Voz do Pastor › 27/12/2019

Prospectivas para 2020

Queridos irmãos e irmãs!

O ano está terminando. Somos convidados a nos despedir dele e abrir-nos ao novo, ao que está por vir. Esta é uma dinâmica cheia de encanto e de esperança, pois, é de nossa essência sermos voltados para a frente, para o futuro. Aqui, cabem bem as palavras de Papa Francisco, dirigidas na comemoração do 50º aniversário do Secretariado pela Justiça Social e a Ecologia da Companhia de Jesus: “[…] abram o futuro, ou, para usar a expressão de um escritor atual, frequentem o futuro. Abram futuro, suscitem possibilidades, gerem alternativas”. Frequentar o futuro é uma expressão que significa estar sempre atentos ao novo da ação de Deus. O nosso Deus não fica no passado. Ele é o eterno presente que nos encaminha na sua graça, é o kairós, o Novo, o Último que abraça a realidade penúltima que é a sua criação. Portanto, que venha 2020 e que ele seja cheio da graça amorosa do nosso Deus que não cessa de “coroar o ano todo com seus benefícios, pois à sua passagem goteja a fartura” (Sl 65,12).
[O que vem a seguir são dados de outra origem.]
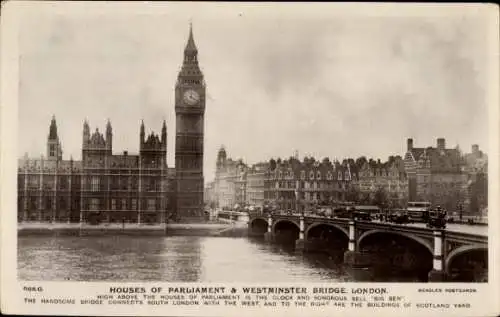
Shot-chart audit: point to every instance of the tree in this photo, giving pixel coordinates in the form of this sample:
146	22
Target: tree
380	198
353	194
272	164
360	161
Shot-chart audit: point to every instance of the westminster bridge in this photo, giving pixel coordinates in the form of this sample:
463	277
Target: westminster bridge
453	254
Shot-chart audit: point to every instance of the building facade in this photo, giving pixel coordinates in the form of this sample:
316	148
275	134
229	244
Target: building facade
388	177
308	182
437	174
476	168
102	187
255	186
230	181
190	96
49	187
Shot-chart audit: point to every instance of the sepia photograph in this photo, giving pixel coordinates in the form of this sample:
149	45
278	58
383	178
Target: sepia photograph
192	143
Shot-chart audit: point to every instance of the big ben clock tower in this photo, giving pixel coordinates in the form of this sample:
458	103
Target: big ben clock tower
189	112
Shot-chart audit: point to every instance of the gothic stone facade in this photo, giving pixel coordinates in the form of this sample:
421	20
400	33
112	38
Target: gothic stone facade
436	174
100	187
314	182
190	109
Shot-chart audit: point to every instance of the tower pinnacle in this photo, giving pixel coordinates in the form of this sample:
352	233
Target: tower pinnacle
190	46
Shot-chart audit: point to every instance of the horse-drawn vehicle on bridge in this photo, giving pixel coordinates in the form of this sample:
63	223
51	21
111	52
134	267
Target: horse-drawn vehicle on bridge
437	218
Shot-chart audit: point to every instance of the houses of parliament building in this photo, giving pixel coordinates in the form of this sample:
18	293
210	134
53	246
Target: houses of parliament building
107	187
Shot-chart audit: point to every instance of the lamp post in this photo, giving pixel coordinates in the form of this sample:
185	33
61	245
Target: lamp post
300	243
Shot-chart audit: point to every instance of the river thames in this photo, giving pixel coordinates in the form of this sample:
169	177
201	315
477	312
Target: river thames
173	259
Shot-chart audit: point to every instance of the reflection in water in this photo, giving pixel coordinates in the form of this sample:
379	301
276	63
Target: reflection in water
184	259
173	259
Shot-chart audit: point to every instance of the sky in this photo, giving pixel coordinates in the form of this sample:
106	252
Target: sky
322	81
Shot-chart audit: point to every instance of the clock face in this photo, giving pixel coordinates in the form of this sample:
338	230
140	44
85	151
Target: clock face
191	97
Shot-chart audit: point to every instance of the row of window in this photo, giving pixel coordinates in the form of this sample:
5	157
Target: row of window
312	175
308	185
47	203
150	204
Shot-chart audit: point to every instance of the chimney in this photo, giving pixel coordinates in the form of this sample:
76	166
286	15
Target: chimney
441	143
409	144
475	148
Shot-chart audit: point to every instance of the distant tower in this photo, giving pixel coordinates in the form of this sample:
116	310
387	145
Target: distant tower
109	138
221	158
141	135
54	149
189	111
86	134
164	135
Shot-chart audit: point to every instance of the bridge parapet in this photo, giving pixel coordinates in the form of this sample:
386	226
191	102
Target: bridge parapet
444	245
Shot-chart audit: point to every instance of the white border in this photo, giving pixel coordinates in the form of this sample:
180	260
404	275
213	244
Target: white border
484	301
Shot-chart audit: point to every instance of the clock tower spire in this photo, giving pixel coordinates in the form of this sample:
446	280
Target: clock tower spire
189	112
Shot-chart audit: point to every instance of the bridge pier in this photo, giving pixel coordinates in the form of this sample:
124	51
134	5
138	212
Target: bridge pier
437	274
268	236
353	257
300	245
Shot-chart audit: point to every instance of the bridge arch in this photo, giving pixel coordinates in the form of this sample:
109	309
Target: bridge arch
258	225
284	222
461	251
332	225
419	240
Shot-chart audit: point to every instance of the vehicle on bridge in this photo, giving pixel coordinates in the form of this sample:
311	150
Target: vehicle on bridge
365	213
437	218
418	211
399	216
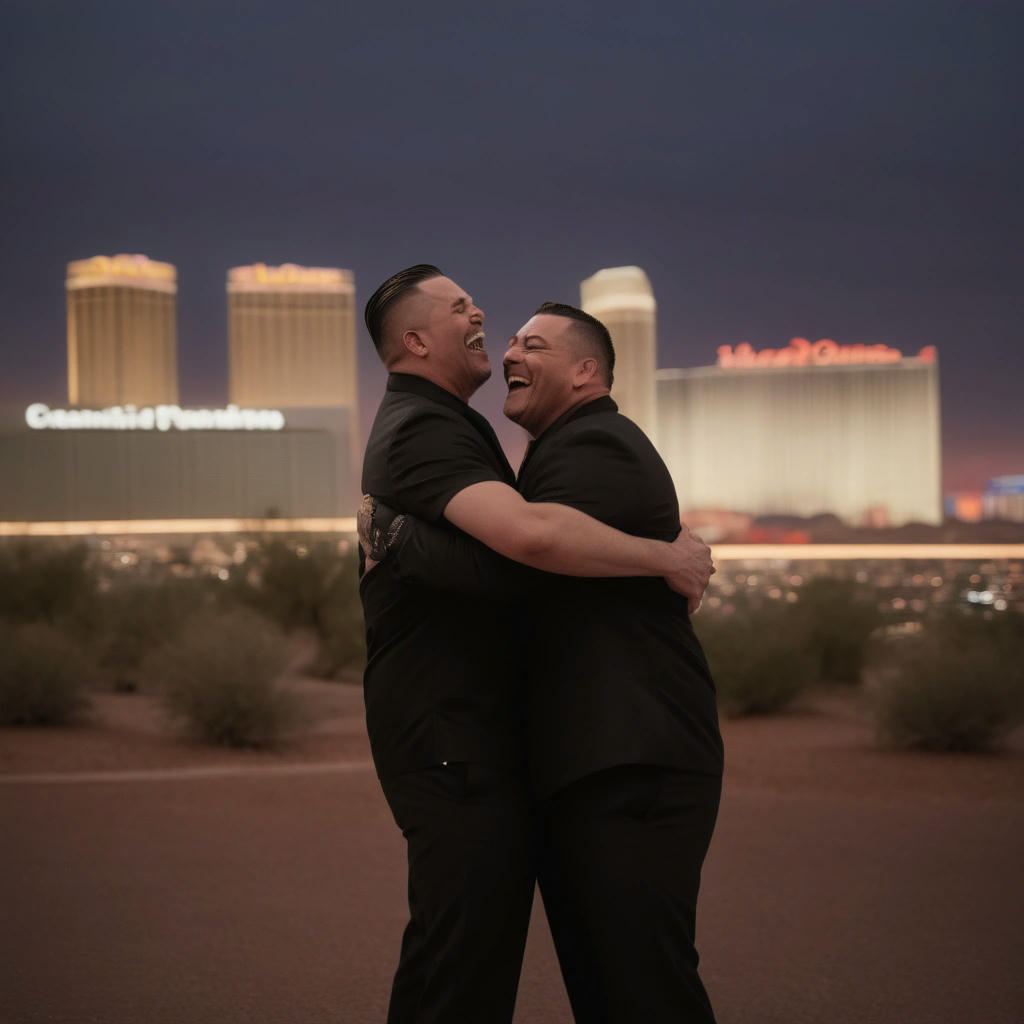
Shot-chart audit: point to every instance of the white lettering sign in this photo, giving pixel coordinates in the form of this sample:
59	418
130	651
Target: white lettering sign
41	417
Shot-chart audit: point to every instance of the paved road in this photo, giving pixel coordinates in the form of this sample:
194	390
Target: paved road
275	897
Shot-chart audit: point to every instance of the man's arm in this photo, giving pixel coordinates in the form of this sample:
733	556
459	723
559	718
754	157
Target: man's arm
438	556
559	539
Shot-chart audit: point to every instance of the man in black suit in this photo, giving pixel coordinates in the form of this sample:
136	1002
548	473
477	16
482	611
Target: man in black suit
442	689
624	745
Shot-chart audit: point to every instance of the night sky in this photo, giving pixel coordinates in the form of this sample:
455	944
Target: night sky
844	170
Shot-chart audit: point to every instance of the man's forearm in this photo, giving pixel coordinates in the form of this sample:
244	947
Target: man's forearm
448	559
554	538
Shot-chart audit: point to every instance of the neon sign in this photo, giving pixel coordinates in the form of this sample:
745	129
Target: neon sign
825	352
288	273
163	418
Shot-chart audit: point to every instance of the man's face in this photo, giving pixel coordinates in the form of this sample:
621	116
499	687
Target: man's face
541	368
453	329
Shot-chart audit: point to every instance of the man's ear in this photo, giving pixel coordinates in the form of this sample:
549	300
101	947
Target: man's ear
414	343
585	372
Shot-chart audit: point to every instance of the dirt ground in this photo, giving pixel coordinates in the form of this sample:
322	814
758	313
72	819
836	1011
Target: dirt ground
144	879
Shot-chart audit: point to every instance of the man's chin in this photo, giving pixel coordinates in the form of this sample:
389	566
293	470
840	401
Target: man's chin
512	411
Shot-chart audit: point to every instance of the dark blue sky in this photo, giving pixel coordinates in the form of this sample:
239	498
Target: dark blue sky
849	170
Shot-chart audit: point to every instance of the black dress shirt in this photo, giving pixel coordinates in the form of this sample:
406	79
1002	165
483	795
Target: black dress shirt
440	681
616	675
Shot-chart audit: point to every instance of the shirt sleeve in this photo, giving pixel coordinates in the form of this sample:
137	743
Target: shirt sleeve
433	455
602	474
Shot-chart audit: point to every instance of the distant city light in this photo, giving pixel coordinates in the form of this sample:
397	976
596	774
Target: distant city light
824	352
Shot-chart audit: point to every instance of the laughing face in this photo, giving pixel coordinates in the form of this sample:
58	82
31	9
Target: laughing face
452	328
545	373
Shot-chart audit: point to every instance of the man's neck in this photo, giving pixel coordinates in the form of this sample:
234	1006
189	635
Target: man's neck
419	369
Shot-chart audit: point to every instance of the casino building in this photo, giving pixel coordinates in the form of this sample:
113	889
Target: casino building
285	445
621	297
122	333
852	430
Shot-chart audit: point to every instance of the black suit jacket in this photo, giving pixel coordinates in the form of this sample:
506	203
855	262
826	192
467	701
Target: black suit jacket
437	685
615	674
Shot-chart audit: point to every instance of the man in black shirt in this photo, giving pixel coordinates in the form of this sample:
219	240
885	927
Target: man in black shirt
624	745
442	684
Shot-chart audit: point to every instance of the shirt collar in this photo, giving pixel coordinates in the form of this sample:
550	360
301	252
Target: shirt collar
424	388
604	403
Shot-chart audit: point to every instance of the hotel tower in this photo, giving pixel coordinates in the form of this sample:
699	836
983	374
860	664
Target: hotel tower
122	333
621	298
292	337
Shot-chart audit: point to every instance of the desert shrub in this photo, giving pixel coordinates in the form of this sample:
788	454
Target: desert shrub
837	617
315	586
757	656
43	582
220	681
957	685
128	623
43	677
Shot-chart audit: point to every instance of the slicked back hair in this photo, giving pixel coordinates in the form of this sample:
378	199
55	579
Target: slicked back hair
388	294
591	330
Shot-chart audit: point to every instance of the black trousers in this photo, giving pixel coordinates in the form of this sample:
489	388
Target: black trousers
468	829
620	869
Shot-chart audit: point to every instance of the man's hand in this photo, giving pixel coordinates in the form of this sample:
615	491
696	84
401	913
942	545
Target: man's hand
693	568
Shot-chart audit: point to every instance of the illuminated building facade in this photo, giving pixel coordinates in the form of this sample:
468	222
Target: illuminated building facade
852	430
122	333
1004	499
621	298
291	337
163	462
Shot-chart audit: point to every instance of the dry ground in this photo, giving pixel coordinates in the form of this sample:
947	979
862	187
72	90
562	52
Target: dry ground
143	879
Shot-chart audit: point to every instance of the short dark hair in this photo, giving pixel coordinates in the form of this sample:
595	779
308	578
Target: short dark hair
594	333
388	294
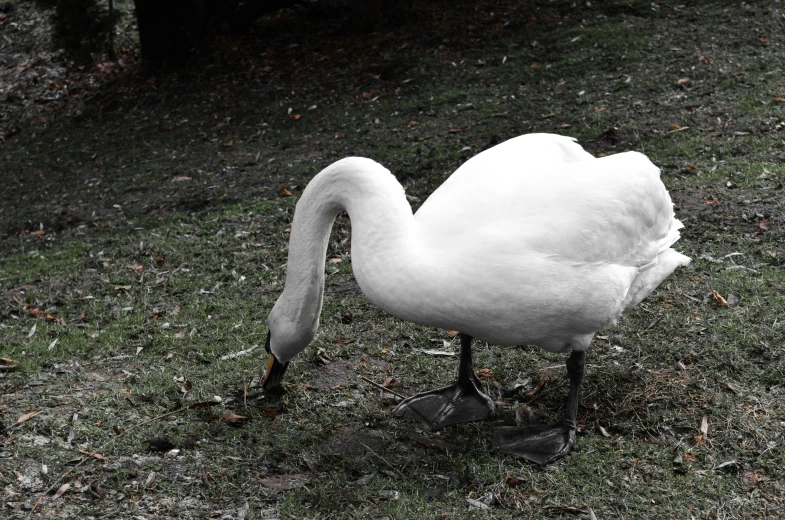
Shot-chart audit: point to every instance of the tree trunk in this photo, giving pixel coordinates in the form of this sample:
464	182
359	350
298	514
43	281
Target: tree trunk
170	31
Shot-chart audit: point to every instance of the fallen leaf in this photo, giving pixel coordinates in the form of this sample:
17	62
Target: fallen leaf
485	373
476	504
27	416
732	388
719	299
230	417
94	455
8	365
62	489
431	352
284	482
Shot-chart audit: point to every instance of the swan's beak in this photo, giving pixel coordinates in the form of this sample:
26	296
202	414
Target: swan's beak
275	370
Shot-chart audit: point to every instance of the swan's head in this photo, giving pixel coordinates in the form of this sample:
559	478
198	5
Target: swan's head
285	339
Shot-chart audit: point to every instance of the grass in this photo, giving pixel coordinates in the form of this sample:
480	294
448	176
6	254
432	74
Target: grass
150	280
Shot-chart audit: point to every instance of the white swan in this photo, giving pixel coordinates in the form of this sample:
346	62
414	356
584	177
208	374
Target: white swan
533	241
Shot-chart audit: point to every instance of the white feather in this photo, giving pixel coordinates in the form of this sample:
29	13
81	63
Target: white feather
533	241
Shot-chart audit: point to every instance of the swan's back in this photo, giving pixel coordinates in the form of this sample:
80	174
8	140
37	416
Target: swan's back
543	193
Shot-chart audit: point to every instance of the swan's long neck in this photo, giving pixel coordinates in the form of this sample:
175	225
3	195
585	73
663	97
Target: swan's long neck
384	241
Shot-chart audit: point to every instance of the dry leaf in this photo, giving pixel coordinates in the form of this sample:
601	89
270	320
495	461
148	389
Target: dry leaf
230	417
94	455
27	416
8	365
65	487
719	299
485	373
284	482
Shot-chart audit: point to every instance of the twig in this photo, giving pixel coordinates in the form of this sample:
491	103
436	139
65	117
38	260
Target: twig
384	460
383	388
95	454
691	298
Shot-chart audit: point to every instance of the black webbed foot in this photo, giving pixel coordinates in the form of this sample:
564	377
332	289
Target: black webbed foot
538	443
458	403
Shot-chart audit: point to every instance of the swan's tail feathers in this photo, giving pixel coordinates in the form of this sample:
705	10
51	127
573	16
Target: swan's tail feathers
649	279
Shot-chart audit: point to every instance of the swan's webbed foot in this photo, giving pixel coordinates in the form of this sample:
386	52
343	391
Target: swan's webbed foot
454	404
538	443
543	444
458	403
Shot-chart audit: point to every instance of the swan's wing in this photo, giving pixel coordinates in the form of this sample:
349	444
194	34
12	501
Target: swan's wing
499	171
547	196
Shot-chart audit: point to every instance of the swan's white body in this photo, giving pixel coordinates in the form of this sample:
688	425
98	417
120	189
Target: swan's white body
533	241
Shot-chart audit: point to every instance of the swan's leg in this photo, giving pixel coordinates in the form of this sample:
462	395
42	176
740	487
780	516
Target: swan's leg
543	444
460	402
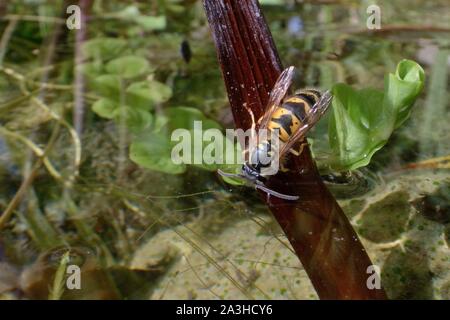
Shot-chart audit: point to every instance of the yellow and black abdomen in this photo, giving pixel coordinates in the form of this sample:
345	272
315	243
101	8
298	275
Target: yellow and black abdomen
293	113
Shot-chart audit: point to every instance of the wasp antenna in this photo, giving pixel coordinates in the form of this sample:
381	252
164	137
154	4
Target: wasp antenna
228	175
276	194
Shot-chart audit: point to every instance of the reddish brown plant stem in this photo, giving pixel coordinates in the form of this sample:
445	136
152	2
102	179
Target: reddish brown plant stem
315	225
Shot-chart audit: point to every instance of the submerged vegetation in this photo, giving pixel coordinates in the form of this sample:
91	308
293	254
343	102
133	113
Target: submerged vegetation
101	191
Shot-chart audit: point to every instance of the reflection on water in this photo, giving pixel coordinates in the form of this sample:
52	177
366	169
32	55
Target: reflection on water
140	233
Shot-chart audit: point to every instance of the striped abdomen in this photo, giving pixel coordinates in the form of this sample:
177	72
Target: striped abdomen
293	113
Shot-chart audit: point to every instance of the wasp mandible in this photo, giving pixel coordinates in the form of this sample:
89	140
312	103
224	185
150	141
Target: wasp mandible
288	119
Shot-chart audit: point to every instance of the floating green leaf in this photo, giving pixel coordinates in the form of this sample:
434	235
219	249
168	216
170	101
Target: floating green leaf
109	86
128	66
147	93
105	108
153	151
205	151
363	120
103	48
150	23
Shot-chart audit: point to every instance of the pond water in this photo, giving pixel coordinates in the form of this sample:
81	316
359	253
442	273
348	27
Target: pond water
85	171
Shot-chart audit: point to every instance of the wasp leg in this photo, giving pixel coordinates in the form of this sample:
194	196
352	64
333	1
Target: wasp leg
300	150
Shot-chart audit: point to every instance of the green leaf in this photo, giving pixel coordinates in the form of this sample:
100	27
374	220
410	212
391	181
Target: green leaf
403	88
207	152
136	120
103	48
184	117
153	151
363	120
109	86
105	108
145	94
149	23
128	66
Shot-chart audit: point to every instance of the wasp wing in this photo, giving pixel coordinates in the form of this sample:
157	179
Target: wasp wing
316	112
277	94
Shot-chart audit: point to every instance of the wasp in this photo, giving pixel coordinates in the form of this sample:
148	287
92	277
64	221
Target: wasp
289	118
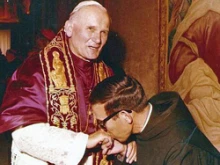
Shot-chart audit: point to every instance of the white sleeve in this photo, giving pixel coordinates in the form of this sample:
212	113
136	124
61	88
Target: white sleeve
51	144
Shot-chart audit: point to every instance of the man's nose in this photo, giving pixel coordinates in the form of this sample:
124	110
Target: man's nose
97	37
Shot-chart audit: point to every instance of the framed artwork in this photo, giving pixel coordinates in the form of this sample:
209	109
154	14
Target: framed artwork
8	11
190	57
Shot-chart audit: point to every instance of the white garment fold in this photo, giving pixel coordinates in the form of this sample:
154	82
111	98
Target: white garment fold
40	143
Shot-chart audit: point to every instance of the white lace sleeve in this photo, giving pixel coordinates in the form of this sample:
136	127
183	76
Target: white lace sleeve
51	144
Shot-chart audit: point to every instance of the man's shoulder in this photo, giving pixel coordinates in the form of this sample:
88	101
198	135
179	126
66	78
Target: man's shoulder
165	97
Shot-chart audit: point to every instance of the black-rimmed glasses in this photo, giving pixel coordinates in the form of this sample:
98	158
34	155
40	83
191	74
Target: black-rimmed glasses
101	123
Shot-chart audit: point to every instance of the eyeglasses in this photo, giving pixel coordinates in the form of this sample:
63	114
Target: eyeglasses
101	123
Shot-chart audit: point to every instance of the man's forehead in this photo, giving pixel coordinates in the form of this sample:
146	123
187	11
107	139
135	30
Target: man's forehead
99	110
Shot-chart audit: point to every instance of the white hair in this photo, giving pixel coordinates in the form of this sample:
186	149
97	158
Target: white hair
85	3
76	9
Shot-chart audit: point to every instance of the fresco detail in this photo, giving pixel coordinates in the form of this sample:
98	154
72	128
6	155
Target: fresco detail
193	60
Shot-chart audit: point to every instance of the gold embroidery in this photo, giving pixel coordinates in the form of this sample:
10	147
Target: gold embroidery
58	74
64	104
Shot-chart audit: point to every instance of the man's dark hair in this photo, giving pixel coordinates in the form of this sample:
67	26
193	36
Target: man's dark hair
119	93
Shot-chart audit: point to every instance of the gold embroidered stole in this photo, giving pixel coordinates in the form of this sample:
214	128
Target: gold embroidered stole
60	86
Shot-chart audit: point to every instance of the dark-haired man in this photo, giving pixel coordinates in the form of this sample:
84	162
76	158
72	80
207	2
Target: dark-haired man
164	128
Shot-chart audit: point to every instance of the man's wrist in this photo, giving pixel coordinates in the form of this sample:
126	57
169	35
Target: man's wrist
121	156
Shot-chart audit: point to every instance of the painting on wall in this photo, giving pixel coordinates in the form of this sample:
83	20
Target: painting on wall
190	59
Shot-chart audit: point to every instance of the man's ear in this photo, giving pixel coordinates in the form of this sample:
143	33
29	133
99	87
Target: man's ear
68	28
126	116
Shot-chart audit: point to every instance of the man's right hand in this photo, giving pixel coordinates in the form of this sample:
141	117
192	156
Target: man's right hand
100	137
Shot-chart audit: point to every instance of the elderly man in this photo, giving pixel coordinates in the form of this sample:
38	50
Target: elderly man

Quais são as prospectivas para o ano novo? Começaremos o primeiro ano do Plano de Ação Pastoral Arquidiocesana 2020-2023. Nele, iluminados pelos pilares da ação evangelizadora da Igreja no Brasil, Palavra, Pão, Caridade e Ação Missionária, a nossa Arquidiocese, com o grande desejo de ser uma “Igreja servidora, samaritana, pobre com os pobres, comprometida com a evangelização, fortalecendo a setorização, no espírito sinodal missionário” (ARQUIDIOCESE DE NATAL. Plano de Ação Pastoral Arquidiocesana 2020-2023. Visão de futuro), assume 3 metas: 1) Cultivo da concepção de uma Igreja em saída, 2) Formação missionária e 3) Família, Juventude e Pastorais sociais. Que em 2020 possamos realizar isso em nossa Igreja Arquidiocesana.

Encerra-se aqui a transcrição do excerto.